In the purest form, dried fruit is really just fruit with the water removed. In essence, all the good stuff is left behind. Dried fruits are often rich in the fiber, vitamins and minerals that your body needs. And if you’re feeling sluggish or if you’re engaged in a high endurance activity like hiking or kayaking, dried fruit can provide your body with a much-needed jolt of energy. In this sense, dried fruit is smart choice.

However, many people forget that dried fruits have just as many calories and sugars as their fresh counterparts. A dried plum, for example, is just a fraction of the size of a fresh plum; it can be eaten in one bite. And because it seems so small, many of us will eat 3 or 4 or 5 or more. But it adds up fast. A cup of pitted and dried plums has more than 400 calories, 111 carbohydrates and 66 grams of sugar. While dried fruit can be healthy in moderation, it’s important to carefully monitor consumption.

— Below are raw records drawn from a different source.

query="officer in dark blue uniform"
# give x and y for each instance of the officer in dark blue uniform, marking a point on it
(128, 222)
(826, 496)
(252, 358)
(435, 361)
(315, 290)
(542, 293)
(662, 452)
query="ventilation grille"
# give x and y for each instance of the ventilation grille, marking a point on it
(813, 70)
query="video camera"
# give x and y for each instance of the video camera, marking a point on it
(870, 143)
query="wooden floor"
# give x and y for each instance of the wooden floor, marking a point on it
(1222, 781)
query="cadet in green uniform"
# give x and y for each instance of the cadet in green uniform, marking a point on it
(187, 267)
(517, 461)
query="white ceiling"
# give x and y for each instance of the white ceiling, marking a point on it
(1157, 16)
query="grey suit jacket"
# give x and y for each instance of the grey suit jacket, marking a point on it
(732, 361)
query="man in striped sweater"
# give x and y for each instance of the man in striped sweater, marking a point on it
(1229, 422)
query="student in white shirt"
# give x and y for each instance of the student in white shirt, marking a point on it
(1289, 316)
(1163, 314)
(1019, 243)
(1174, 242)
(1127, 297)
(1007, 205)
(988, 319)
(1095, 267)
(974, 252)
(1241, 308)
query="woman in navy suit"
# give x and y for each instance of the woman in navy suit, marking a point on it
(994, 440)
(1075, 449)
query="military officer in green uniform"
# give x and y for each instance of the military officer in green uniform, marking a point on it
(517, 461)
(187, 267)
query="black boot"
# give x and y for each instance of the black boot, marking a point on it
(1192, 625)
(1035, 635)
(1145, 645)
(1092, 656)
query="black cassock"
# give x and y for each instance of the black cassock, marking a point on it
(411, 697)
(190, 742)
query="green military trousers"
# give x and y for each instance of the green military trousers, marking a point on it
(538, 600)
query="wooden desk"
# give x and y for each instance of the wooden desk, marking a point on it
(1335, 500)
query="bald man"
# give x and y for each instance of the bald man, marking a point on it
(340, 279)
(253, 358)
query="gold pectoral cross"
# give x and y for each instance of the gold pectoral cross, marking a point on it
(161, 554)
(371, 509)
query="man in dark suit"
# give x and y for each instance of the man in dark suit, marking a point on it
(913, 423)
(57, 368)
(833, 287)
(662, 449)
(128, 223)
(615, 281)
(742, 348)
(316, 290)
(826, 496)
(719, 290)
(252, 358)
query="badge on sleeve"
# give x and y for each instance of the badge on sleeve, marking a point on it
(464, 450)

Moreover, pay attention to the ingredients in your dried fruit. Dried fruit is already sweet and added sugar isn’t needed. But this is America, and a good number of brands add sugar to their dried fruits. When you add sugar to dried fruit, it essentially renders it into candy. Pay attention to the ingredients on the nutrition label and avoid any products that list sugar, corn syrup, etc.

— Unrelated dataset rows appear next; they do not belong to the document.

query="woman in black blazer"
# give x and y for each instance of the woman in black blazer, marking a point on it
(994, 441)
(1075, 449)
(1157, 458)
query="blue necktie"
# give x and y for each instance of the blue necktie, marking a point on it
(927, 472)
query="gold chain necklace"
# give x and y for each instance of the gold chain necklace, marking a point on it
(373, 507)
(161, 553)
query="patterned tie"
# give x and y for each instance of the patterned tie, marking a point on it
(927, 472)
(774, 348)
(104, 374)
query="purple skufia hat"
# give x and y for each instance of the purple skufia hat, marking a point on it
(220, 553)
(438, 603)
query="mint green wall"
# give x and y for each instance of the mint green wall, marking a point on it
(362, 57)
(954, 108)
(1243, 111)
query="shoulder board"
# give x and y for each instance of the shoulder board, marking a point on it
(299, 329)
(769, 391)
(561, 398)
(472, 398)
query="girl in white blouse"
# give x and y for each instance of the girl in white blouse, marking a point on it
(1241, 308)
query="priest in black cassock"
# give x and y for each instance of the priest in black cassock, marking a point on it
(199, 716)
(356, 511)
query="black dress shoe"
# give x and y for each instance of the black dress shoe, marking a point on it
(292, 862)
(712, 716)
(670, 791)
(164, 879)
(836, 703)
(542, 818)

While fresh fruit is the recommendation, dried fruit is a solid and more convenient alternative – and definitely a huge step up from snacking on chips, candy or ice cream.

Can Too Much Fruit Make You Gain Weight?

Dear Davey,

I love fruit! I eat it several times a day, but I’ve heard that too much fruit isn’t necessarily a good thing. Can eating too much fruit make you gain weight?

From,
Brandon

Fruit: Too Much of a Good Thing?

Thanks for the great question. Most people are surprised to learn that too much of anything can make you gain weight…. Even steamed broccoli!

Weight gain occurs when you take more calories in than you burn off in a day. Of course, because vegetables like broccoli are less calorie dense than many other foods, you’d probably fill up before achieving a calorie surplus.

Fruits, on the other hand, tend to have several times the calories of non-starchy vegetables when compared ounce for ounce. The higher caloric count in fruit is due to its sugar content; therefore, it’s important to consume fruits in moderation.

It’s worth noting that though fruit is often high in sugar, fruits are packed with many other healthy nutrients and are often rich in fiber. High fiber diets may lower the risk of colon cancer, heart disease, and type 2 diabetes – and fiber helps normalize bowel movements and lower cholesterol. Fiber even facilitates weight loss by minimizing blood sugar spikes and helping dieters feel full and satisfied. As such, it’s not fair to put apples and ice cream in the same category just by virtue of their sugar content.

Government guidelines recommend 2 cups of fruit per day. Opt for fresh or frozen fruit – and stay away from dried fruits which often contain added sugar. They’re also easier to overeat. Fruit juice, which usually contains very little fiber (and usually very little fruit), doesn’t count. Apples, berries, bananas, papayas, melons, avocados (yup, it’s a fruit!) guavas and kiwis are often regarded as some of the healthiest fruit choices available.

So eat up – just do so in moderation!